The crossover essentially tries to put The Simpsons universe and the Futurama universe together and… Yeah I’m not even going to justify why this is incredibly stupid. The ‘one universe is fictional one is real’ concept from the comics works well. Here it’s just incredibly stupid and is an even weaker justification than in The Simpsons Guy. At least The Simpsons Guy could lampshade it. But here… Ultimately this signals the end for any investment in The Simpsons, since it has canonized the cartooniness. Now I mentioned before how The Simpsons was a sitcom first, animation second, and the strength of the show came from the good writing (with the animation being a way of extending jokes a bit further than they could otherwise). But here, it unashamedly looks at the audience and goes ‘we’re just a cartoon now’. Which is a shame, because it also tries to make Futurama a cartoon. But Futurama was never a cartoon. Sure it was animated, and it could get a bit extreme with its internal logic, but the setting allowed one to accept the cartooniness of the show. Yes it was a bit over the top, but it was the future. That’s what was to be expected. The future is a little different. But The Simpsons was always meant to take place in a somewhat real world. A little bit exaggerated, but otherwise real. But now? Total cartoon. And since it’s a cartoon, I no longer care as much about what’s happening. It’s like when you see Daffy Duck have his beak blown off. Sure it’s funny, but you know he’s fine. He’s going to walk away without a scratch in the next scene. You don’t get invested in the character’s survival. And that’s what we have here. A show that is literally the worst kind of cartoon there is: One that would rather just have a bunch of gags rather than tell a story. Wouldn’t be too bad if the gags were good, but that’s an argument for another day.

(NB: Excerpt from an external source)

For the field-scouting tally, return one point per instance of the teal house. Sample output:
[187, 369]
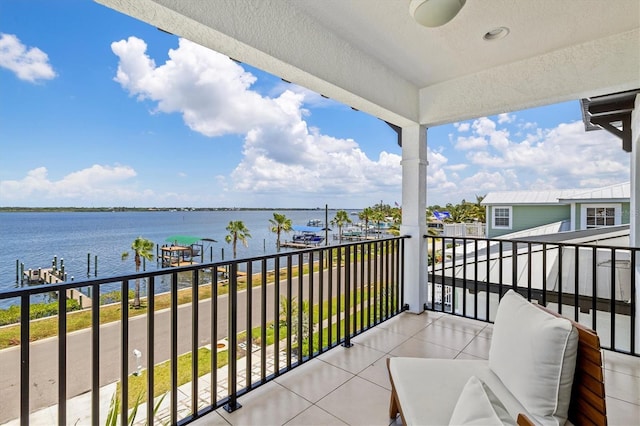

But back to the plot, The Simpsons end up going to the future via a contrived reason. And that’s another problem I have with this crossover. Futurama always made sense. Sure, its justification was often silly, future-stuff. But it was still consistent with it. Trying to match that up with The Simpsons being completely uninterested in staying within continuity, and you have a recipe for disaster. Even the time-travelling jokes don’t really work out as well as they have in other, far better episodes.

But to sidetrack for the moment, Homer dispassionately killing a bunch of evil Bart monsters and almost his own son with an apathetic nature to him? Yeah I don’t see how that’s funny, it’s sociopathic and borderline disturbing. Here is a character who is willing to kill so calmly and without pity, it’s hard to relate to him. I mean the old Homer use to be funny because, despite his incompetency, he still deeply loved his family and would do anything for them. Here, he’d probably kill them all for a beer and it’d be a laugh. It’s just another version of the character going off the rails for the sake of a joke. If there’s no character, why do I care?

(Second side note: Nice nod to Butterfingers. It’s a reference no modern fan is likely to get, but pairing that up with the Life in Hell gag shows a sort of nod to all of Matt Groening’s career. Subtle, but enjoyable enough for me).

Anyway the episode ends with Kang and Kodos turning out to be a lesbian couple (though I read the scene as them being gender-netural, which is what I think the writers were going for), before a reminder of the old Futurama opening. And that’s the end of the crossover. So how is it as a send-off? Terrible. Simply terrible. It’s a shame that this is the last we’ll see of the Futurama crew, a show that had characters evolve and change over time. A show that had funny jokes and clever writing. A show that did a whole lot of things right. And there’s still parts of that hidden in the episode. The Futurama characters try their best and stay true to themselves, even if the Simpsons characters are the things holding this episode back. If you take out all The Simpsons crap, you have some pretty good Futurama stuff there. But, sadly, this seems to be the end of a damn fine TV show. If only it was the other way round and The Simpsons was taken off the air instead. Maybe if The Simpsons Guy hadn’t come out first this episode would have been better… But I highly, highly, highly doubt that.